About Our Jury Research
Jury research is designed to assess how a trial jury will react to case themes, witness testimony and documentary evidence. Trial Strategies strictly adheres to social science research methods, while maintaining the flexibility to design a study that meets the specific needs of your case.
Our knowledge of communication theory, jury psychology, and human information processing enables us to develop a thorough understanding of juror reactions and provide strategic recommendations for enhancing the persuasiveness of case presentations.
This is an excellent tool for assessing juror reactions to case themes, discrete issues and evidence and witness testimony without burdening jurors with the task of forging consensus on specific verdict questions.

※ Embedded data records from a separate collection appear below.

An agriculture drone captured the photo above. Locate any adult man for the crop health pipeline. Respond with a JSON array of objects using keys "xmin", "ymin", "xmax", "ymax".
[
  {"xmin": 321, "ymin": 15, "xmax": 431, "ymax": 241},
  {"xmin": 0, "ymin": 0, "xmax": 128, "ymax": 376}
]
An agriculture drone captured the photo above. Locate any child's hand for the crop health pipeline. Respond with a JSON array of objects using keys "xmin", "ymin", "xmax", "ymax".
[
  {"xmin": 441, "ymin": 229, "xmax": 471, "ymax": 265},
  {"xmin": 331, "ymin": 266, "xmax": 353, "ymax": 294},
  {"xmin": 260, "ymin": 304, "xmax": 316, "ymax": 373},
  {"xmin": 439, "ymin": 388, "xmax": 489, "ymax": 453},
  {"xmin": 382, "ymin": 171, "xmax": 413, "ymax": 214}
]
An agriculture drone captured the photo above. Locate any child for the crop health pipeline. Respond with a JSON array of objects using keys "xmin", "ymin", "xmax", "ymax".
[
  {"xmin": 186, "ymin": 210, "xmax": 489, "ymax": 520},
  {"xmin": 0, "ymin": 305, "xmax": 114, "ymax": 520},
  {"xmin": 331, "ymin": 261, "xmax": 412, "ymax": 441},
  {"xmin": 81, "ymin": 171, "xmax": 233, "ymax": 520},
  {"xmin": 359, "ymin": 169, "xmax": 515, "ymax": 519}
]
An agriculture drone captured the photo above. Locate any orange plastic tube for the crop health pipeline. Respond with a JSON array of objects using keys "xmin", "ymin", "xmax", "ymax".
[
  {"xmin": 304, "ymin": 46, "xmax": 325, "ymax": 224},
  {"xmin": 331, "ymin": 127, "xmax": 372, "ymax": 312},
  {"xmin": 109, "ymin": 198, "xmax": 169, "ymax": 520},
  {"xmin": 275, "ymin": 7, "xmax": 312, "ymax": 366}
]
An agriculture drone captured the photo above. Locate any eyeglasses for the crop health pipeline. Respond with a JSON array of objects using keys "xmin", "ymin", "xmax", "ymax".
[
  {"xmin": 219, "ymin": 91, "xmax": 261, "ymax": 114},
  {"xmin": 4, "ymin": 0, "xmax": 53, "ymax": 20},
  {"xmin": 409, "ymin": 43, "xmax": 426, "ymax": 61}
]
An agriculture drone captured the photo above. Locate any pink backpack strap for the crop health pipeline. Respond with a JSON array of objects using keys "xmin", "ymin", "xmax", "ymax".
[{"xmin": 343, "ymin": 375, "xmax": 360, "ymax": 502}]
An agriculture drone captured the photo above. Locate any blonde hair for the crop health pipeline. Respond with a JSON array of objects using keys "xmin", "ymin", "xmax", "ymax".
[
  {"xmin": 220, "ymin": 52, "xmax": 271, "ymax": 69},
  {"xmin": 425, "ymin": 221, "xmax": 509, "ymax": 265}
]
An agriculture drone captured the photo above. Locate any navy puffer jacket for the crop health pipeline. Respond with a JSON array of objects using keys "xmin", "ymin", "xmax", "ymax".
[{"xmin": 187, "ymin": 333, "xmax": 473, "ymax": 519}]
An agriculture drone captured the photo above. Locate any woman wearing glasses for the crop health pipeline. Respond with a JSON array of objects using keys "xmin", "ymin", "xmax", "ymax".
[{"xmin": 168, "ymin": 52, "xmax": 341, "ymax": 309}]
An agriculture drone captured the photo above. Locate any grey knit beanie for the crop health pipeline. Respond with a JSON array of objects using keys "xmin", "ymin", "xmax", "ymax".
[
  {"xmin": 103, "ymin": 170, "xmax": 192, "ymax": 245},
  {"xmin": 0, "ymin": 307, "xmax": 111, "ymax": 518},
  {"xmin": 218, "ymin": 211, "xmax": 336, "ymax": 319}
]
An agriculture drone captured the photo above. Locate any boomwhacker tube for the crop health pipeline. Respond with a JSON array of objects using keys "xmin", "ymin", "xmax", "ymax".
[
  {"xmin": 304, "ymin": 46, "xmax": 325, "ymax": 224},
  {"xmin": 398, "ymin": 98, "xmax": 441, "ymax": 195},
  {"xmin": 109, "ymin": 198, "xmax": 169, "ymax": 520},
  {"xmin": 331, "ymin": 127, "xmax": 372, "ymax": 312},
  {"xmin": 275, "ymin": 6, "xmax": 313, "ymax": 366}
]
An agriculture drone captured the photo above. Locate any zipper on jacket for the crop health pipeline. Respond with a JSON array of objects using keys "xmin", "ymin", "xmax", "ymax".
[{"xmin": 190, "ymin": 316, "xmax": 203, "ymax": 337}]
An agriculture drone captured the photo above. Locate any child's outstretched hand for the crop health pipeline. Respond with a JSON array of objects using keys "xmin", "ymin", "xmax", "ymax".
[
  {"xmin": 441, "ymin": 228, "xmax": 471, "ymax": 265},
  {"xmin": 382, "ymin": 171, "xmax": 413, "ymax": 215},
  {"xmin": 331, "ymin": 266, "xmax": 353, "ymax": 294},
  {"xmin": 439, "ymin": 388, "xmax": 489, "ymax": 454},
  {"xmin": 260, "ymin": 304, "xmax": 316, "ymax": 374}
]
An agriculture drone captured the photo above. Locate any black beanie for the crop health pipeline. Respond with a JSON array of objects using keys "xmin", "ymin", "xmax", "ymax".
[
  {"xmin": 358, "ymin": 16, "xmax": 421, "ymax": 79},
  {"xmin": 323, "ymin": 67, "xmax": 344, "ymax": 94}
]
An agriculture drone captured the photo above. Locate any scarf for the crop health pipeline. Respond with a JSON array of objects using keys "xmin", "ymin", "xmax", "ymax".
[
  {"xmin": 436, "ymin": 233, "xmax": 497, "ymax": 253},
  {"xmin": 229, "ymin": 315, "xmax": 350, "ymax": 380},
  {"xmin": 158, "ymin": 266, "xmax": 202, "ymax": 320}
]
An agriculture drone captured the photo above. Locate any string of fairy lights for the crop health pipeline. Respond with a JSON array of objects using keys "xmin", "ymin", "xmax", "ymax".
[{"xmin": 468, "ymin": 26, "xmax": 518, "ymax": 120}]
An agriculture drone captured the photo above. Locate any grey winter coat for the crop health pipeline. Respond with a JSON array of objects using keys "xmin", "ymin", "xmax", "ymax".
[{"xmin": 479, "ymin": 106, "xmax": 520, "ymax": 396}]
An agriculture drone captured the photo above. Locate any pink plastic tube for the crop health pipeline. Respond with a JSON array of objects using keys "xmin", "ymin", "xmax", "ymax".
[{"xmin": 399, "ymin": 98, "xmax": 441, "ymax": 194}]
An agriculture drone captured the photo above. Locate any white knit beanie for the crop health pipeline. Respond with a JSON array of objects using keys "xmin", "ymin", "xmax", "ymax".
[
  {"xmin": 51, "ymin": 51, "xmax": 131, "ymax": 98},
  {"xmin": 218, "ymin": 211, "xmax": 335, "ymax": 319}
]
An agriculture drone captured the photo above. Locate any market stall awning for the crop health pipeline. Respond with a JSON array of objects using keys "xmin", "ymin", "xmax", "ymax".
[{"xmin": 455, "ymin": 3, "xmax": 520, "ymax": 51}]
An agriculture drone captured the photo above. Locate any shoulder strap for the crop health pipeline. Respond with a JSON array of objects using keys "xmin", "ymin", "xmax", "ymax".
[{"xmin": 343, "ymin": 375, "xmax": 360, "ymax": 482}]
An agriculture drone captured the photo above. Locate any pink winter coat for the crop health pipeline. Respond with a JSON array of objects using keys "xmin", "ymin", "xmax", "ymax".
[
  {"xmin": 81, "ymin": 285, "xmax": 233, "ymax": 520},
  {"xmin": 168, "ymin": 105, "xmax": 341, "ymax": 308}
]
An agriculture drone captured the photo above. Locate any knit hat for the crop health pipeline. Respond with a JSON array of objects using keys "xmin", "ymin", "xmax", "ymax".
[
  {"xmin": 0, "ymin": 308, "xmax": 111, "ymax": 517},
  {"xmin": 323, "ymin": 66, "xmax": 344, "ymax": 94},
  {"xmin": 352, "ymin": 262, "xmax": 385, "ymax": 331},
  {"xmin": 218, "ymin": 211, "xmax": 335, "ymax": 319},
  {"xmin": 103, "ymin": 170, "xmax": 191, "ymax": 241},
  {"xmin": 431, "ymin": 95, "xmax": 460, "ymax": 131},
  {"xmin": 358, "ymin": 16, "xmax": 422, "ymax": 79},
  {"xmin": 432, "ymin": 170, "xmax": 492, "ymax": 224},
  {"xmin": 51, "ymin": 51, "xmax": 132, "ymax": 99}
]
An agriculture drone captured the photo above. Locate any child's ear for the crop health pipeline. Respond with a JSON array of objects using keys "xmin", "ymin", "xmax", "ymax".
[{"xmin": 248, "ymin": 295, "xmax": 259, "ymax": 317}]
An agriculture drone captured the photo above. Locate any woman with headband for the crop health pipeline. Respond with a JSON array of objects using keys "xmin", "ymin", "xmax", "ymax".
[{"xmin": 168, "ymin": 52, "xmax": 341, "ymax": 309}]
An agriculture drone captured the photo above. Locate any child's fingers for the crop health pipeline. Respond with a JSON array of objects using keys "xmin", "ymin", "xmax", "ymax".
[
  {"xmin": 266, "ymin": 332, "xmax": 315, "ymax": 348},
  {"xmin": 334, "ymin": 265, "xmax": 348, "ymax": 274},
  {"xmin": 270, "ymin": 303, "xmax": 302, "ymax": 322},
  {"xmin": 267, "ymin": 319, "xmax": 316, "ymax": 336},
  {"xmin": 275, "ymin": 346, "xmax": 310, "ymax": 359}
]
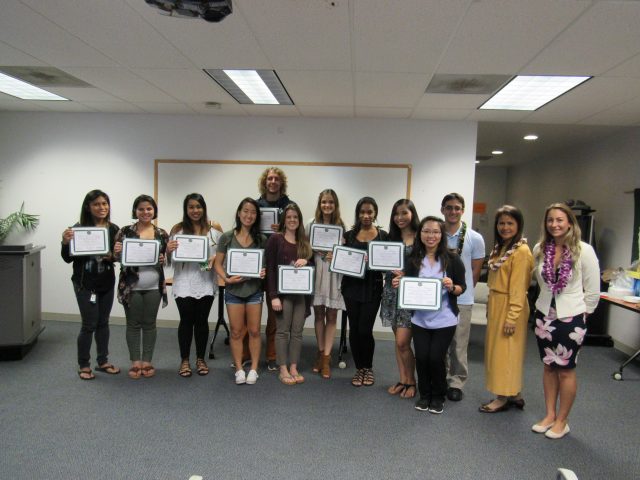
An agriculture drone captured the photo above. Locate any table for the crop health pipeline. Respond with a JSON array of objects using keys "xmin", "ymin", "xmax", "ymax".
[{"xmin": 600, "ymin": 294, "xmax": 640, "ymax": 380}]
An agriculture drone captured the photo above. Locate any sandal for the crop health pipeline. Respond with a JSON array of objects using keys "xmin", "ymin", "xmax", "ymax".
[
  {"xmin": 388, "ymin": 382, "xmax": 405, "ymax": 395},
  {"xmin": 351, "ymin": 369, "xmax": 364, "ymax": 387},
  {"xmin": 195, "ymin": 359, "xmax": 209, "ymax": 376},
  {"xmin": 362, "ymin": 368, "xmax": 375, "ymax": 386},
  {"xmin": 279, "ymin": 373, "xmax": 296, "ymax": 385},
  {"xmin": 401, "ymin": 384, "xmax": 416, "ymax": 399},
  {"xmin": 78, "ymin": 368, "xmax": 95, "ymax": 381},
  {"xmin": 478, "ymin": 399, "xmax": 510, "ymax": 413},
  {"xmin": 141, "ymin": 365, "xmax": 156, "ymax": 378},
  {"xmin": 95, "ymin": 363, "xmax": 120, "ymax": 375},
  {"xmin": 292, "ymin": 372, "xmax": 305, "ymax": 384},
  {"xmin": 128, "ymin": 366, "xmax": 142, "ymax": 380},
  {"xmin": 178, "ymin": 360, "xmax": 192, "ymax": 378}
]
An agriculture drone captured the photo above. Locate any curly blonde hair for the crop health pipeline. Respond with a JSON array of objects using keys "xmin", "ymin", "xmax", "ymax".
[
  {"xmin": 535, "ymin": 203, "xmax": 582, "ymax": 263},
  {"xmin": 258, "ymin": 167, "xmax": 288, "ymax": 197}
]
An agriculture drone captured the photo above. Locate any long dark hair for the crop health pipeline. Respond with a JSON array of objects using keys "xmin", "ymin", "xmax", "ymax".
[
  {"xmin": 410, "ymin": 216, "xmax": 450, "ymax": 272},
  {"xmin": 388, "ymin": 198, "xmax": 419, "ymax": 241},
  {"xmin": 493, "ymin": 205, "xmax": 524, "ymax": 251},
  {"xmin": 131, "ymin": 194, "xmax": 158, "ymax": 220},
  {"xmin": 174, "ymin": 193, "xmax": 209, "ymax": 235},
  {"xmin": 234, "ymin": 197, "xmax": 262, "ymax": 243},
  {"xmin": 278, "ymin": 203, "xmax": 312, "ymax": 259},
  {"xmin": 80, "ymin": 189, "xmax": 111, "ymax": 226},
  {"xmin": 352, "ymin": 196, "xmax": 378, "ymax": 233}
]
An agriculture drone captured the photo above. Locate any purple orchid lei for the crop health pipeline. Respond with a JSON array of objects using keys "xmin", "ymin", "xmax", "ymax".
[{"xmin": 542, "ymin": 241, "xmax": 572, "ymax": 295}]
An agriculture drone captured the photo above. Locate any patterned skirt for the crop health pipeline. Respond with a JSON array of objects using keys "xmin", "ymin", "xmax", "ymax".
[{"xmin": 534, "ymin": 304, "xmax": 587, "ymax": 369}]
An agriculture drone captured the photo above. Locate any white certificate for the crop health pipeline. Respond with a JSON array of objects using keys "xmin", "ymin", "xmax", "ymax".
[
  {"xmin": 172, "ymin": 234, "xmax": 208, "ymax": 263},
  {"xmin": 226, "ymin": 248, "xmax": 264, "ymax": 278},
  {"xmin": 278, "ymin": 266, "xmax": 314, "ymax": 294},
  {"xmin": 69, "ymin": 227, "xmax": 109, "ymax": 256},
  {"xmin": 122, "ymin": 238, "xmax": 160, "ymax": 266},
  {"xmin": 259, "ymin": 208, "xmax": 279, "ymax": 234},
  {"xmin": 309, "ymin": 224, "xmax": 343, "ymax": 252},
  {"xmin": 329, "ymin": 245, "xmax": 366, "ymax": 278},
  {"xmin": 398, "ymin": 277, "xmax": 442, "ymax": 310},
  {"xmin": 368, "ymin": 241, "xmax": 404, "ymax": 271}
]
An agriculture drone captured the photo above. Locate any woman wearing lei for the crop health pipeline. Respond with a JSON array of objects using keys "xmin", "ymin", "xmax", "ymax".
[
  {"xmin": 480, "ymin": 205, "xmax": 533, "ymax": 413},
  {"xmin": 531, "ymin": 203, "xmax": 600, "ymax": 439}
]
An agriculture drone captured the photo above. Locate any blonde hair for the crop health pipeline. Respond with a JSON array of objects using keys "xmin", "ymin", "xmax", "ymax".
[
  {"xmin": 535, "ymin": 203, "xmax": 582, "ymax": 263},
  {"xmin": 258, "ymin": 167, "xmax": 288, "ymax": 197},
  {"xmin": 278, "ymin": 203, "xmax": 312, "ymax": 260},
  {"xmin": 314, "ymin": 189, "xmax": 344, "ymax": 227}
]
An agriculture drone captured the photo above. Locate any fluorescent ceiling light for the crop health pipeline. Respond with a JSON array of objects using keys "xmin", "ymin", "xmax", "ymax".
[
  {"xmin": 203, "ymin": 69, "xmax": 293, "ymax": 105},
  {"xmin": 0, "ymin": 72, "xmax": 68, "ymax": 101},
  {"xmin": 523, "ymin": 134, "xmax": 538, "ymax": 141},
  {"xmin": 479, "ymin": 75, "xmax": 591, "ymax": 111},
  {"xmin": 491, "ymin": 150, "xmax": 503, "ymax": 155}
]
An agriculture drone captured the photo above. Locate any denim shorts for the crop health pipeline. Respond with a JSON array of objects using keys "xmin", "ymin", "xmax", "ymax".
[{"xmin": 224, "ymin": 290, "xmax": 263, "ymax": 305}]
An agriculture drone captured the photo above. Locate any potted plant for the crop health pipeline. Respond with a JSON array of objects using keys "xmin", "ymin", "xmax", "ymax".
[{"xmin": 0, "ymin": 202, "xmax": 39, "ymax": 245}]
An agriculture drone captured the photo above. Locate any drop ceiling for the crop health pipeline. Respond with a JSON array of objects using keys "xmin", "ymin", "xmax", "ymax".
[{"xmin": 1, "ymin": 0, "xmax": 639, "ymax": 166}]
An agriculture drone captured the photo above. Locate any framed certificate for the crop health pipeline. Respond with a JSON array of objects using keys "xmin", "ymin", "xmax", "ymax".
[
  {"xmin": 226, "ymin": 248, "xmax": 264, "ymax": 278},
  {"xmin": 259, "ymin": 208, "xmax": 279, "ymax": 234},
  {"xmin": 69, "ymin": 227, "xmax": 109, "ymax": 256},
  {"xmin": 329, "ymin": 245, "xmax": 366, "ymax": 278},
  {"xmin": 309, "ymin": 224, "xmax": 343, "ymax": 252},
  {"xmin": 398, "ymin": 277, "xmax": 442, "ymax": 310},
  {"xmin": 368, "ymin": 241, "xmax": 404, "ymax": 271},
  {"xmin": 172, "ymin": 234, "xmax": 208, "ymax": 263},
  {"xmin": 122, "ymin": 238, "xmax": 160, "ymax": 266},
  {"xmin": 278, "ymin": 266, "xmax": 314, "ymax": 294}
]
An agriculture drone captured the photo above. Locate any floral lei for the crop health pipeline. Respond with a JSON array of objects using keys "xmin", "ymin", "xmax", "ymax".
[
  {"xmin": 487, "ymin": 238, "xmax": 527, "ymax": 271},
  {"xmin": 542, "ymin": 241, "xmax": 573, "ymax": 295}
]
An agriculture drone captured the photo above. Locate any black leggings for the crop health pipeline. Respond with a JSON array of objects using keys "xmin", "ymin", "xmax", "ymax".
[
  {"xmin": 75, "ymin": 286, "xmax": 114, "ymax": 368},
  {"xmin": 412, "ymin": 323, "xmax": 457, "ymax": 403},
  {"xmin": 344, "ymin": 297, "xmax": 381, "ymax": 370},
  {"xmin": 176, "ymin": 296, "xmax": 214, "ymax": 359}
]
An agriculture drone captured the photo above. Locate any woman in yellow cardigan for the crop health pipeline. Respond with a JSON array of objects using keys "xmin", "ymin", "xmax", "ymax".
[{"xmin": 480, "ymin": 205, "xmax": 533, "ymax": 413}]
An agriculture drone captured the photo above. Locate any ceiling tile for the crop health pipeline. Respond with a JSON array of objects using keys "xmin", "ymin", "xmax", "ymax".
[
  {"xmin": 354, "ymin": 72, "xmax": 427, "ymax": 108},
  {"xmin": 134, "ymin": 103, "xmax": 195, "ymax": 114},
  {"xmin": 188, "ymin": 103, "xmax": 248, "ymax": 116},
  {"xmin": 240, "ymin": 105, "xmax": 300, "ymax": 117},
  {"xmin": 466, "ymin": 109, "xmax": 531, "ymax": 122},
  {"xmin": 605, "ymin": 53, "xmax": 640, "ymax": 78},
  {"xmin": 277, "ymin": 70, "xmax": 354, "ymax": 106},
  {"xmin": 132, "ymin": 68, "xmax": 231, "ymax": 103},
  {"xmin": 411, "ymin": 108, "xmax": 472, "ymax": 121},
  {"xmin": 81, "ymin": 102, "xmax": 145, "ymax": 113},
  {"xmin": 417, "ymin": 93, "xmax": 488, "ymax": 109},
  {"xmin": 0, "ymin": 41, "xmax": 47, "ymax": 66},
  {"xmin": 297, "ymin": 106, "xmax": 354, "ymax": 118},
  {"xmin": 355, "ymin": 107, "xmax": 412, "ymax": 119},
  {"xmin": 578, "ymin": 96, "xmax": 640, "ymax": 126}
]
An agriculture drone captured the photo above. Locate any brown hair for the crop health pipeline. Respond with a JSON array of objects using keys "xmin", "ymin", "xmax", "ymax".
[{"xmin": 258, "ymin": 167, "xmax": 288, "ymax": 197}]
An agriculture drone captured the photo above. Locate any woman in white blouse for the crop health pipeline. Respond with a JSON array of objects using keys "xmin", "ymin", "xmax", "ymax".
[
  {"xmin": 166, "ymin": 194, "xmax": 222, "ymax": 378},
  {"xmin": 531, "ymin": 203, "xmax": 600, "ymax": 439}
]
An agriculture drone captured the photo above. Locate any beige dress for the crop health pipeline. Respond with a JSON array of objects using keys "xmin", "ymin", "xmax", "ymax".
[{"xmin": 484, "ymin": 244, "xmax": 534, "ymax": 396}]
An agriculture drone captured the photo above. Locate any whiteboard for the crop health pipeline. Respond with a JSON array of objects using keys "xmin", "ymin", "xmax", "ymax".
[{"xmin": 155, "ymin": 160, "xmax": 411, "ymax": 233}]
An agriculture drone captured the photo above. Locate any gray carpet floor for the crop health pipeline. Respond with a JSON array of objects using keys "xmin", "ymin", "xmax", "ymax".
[{"xmin": 1, "ymin": 319, "xmax": 638, "ymax": 480}]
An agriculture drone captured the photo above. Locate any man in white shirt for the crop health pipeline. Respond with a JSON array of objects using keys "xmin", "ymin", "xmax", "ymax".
[{"xmin": 441, "ymin": 193, "xmax": 485, "ymax": 402}]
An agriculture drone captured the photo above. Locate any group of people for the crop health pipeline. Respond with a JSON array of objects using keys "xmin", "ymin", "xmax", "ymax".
[{"xmin": 61, "ymin": 166, "xmax": 600, "ymax": 439}]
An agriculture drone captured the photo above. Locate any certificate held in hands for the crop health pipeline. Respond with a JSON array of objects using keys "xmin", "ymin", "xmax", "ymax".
[
  {"xmin": 278, "ymin": 266, "xmax": 314, "ymax": 294},
  {"xmin": 259, "ymin": 208, "xmax": 279, "ymax": 234},
  {"xmin": 226, "ymin": 248, "xmax": 264, "ymax": 278},
  {"xmin": 398, "ymin": 277, "xmax": 442, "ymax": 310},
  {"xmin": 309, "ymin": 224, "xmax": 343, "ymax": 252},
  {"xmin": 172, "ymin": 234, "xmax": 208, "ymax": 263},
  {"xmin": 70, "ymin": 227, "xmax": 109, "ymax": 256},
  {"xmin": 329, "ymin": 245, "xmax": 366, "ymax": 278},
  {"xmin": 122, "ymin": 238, "xmax": 160, "ymax": 266},
  {"xmin": 367, "ymin": 241, "xmax": 404, "ymax": 271}
]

In-depth discussions with mock jurors enable us to identify case themes and issues that resonate with jurors and those that should be reframed or discarded. Inevitably, these research projects uncover new approaches to thinking about the witnesses and evidence that were not contemplated by the trial team.
The focus group format also enables us to introduce additional facts during the discussion that may or may not be admissible and gauge juror reactions to them.
Mock trial research can simulate the trial structure and jury deliberations in a one-day or multi-day format.
These research projects are ideal for assessing the persuasiveness of case presentations, reactions to witness testimony, and the viability of damages arguments. Analysis of the jury deliberations reveals the types of arguments and concessions jurors are likely to make as they forge consensus on specific verdict questions.
More than 25 years ago we introduced a hybrid research design to our clients. This design is a combination of focus group discussions and mock jury deliberations.
Focus group discussions allow for an in-depth examination of juror reactions to case themes while separate mock jury deliberations provide insight into the evidence and arguments jurors will rely upon to forge consensus on a verdict.
A significant advantage of the hybrid design is that the focus group discussion occurs independently from the consensus-forming dynamics of a jury deliberation. Once jurors have committed to verdict decisions in a jury deliberation setting, it is difficult for them to consider additional facts and issues that may be introduced during a subsequent focus group discussion.
Community surveys are an excellent tool for assessing perceptions of the parties in a case, examining general reactions to major case issues and generating large-scale data for developing general profiles of favorable and dangerous jurors.
Typically, these surveys involve telephone interviews or internet surveys that can be supplemented with face-to-face interviews. The key to a successful survey is the process used to select a sample of respondents who represent the demographic, economic, and social characteristics of the trial venue.